Battles are often fought and won at the dinner table and at present, a small war is being waged in a kitchen, in Essex. On one side stands a little boy, mischievous yet cherub-like and with a smattering of freckles across his nose. On the other, stands a man, slightly stout and bald but curiously charismatic nevertheless, and who should really have the last word on all matters in the household. However, no-one ever seems to take him seriously at home.
The main sticking point, or bone of contention, revolves around the humble tomato. A fruit that the man loves and adores, in all its states. Be it raw or cooked. As the centre star or hidden in the background, doing valuable (yet often unrewarded work) in a sauce or stew. He grows tomatoes in his garden. He talks to them. His neighbours have seen him talking to them. And they are clearly worried about him.
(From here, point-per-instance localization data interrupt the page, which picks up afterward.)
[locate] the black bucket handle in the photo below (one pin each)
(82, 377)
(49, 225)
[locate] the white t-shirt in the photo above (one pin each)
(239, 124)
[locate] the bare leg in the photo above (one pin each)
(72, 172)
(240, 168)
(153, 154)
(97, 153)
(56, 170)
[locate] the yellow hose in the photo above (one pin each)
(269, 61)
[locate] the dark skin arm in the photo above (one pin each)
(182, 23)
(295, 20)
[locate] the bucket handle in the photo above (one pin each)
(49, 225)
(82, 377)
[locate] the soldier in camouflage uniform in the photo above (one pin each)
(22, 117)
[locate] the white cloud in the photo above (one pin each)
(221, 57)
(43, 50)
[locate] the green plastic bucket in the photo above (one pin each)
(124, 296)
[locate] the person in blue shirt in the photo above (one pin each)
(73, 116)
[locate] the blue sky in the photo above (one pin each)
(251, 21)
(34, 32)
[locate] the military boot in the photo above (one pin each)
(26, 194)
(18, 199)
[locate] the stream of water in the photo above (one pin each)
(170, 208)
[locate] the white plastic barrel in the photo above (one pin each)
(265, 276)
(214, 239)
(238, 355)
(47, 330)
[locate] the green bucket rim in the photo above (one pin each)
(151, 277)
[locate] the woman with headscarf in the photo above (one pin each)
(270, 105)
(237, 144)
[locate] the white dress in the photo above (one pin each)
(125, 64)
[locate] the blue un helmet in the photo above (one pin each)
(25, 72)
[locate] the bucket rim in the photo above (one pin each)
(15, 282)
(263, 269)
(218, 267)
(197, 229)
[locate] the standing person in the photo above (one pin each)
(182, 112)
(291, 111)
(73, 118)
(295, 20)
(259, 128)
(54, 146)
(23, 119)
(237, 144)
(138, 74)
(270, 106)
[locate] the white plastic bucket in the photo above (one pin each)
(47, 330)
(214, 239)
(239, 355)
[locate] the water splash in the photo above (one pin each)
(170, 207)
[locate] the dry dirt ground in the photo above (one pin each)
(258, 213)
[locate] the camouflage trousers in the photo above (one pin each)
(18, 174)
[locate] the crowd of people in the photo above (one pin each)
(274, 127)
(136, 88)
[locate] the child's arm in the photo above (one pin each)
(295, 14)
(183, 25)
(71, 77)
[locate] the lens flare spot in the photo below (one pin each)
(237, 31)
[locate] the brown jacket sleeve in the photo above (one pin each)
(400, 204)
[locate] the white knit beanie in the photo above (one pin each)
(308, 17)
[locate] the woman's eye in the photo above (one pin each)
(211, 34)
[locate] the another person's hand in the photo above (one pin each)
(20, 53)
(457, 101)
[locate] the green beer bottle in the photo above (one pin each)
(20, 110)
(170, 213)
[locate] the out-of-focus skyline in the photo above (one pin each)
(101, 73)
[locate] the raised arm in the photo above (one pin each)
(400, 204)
The boy hates them. Actually no, he doesn’t hate them but he isn’t really fond of them. Hours have been spent, sifting through the complex debris of a dish and one by one they often get plucked out, to be left all forlorn, on the side of the plate. Enquiries are constantly made, to which deceitful answers are given. But he always finds out. ‘Liar, liar, pants on fire.’ On the other hand, tomatoes that have been squished, boiled and drenched with sugar and vinegar to make ketchup, well that is absolutely fine. This makes the man mad.
Small steps are being made though. That tomatoes go into ‘spag bol’ was deemed revolutionary the other day. ‘Really? From those tins?’ A pan of baked eggs, surrounded by a sea of scarlet, and pepped up with chilli and oregano, gets eaten with such gusto these days that the man dares not whisper the T-word. Slow cooked tomatoes though, they have been the real eye opener. Halfway between raw and cooked, they were observed with much suspicion at first but explained as a sort of cousin of raisins, sort of made sense. And raisins are good to eat, by all accounts.
Sat on a purée of earthy yellow split peas, a traditional dish often found in Greek tavernas (called fava) and paired with tangy slices of caramelised red onion, contrasting salty capers and parsley, the sweet roast tomato works in perfect harmony. Being able to scoff and slurp using warm flatbreads suddenly makes everything fun too.
‘I love this Dad and the tomatoes too, it all tastes really good together.’
‘Well, that’s agra-dolce for you son.’
‘Agra-dolce? What, that’s the name of the tomatoes?’
‘Oh no, these ones are called piccolo.’
So despite that initial confusion, the tomato war looks to be nearly over and peacetime in an Essex kitchen should be achieved real soon.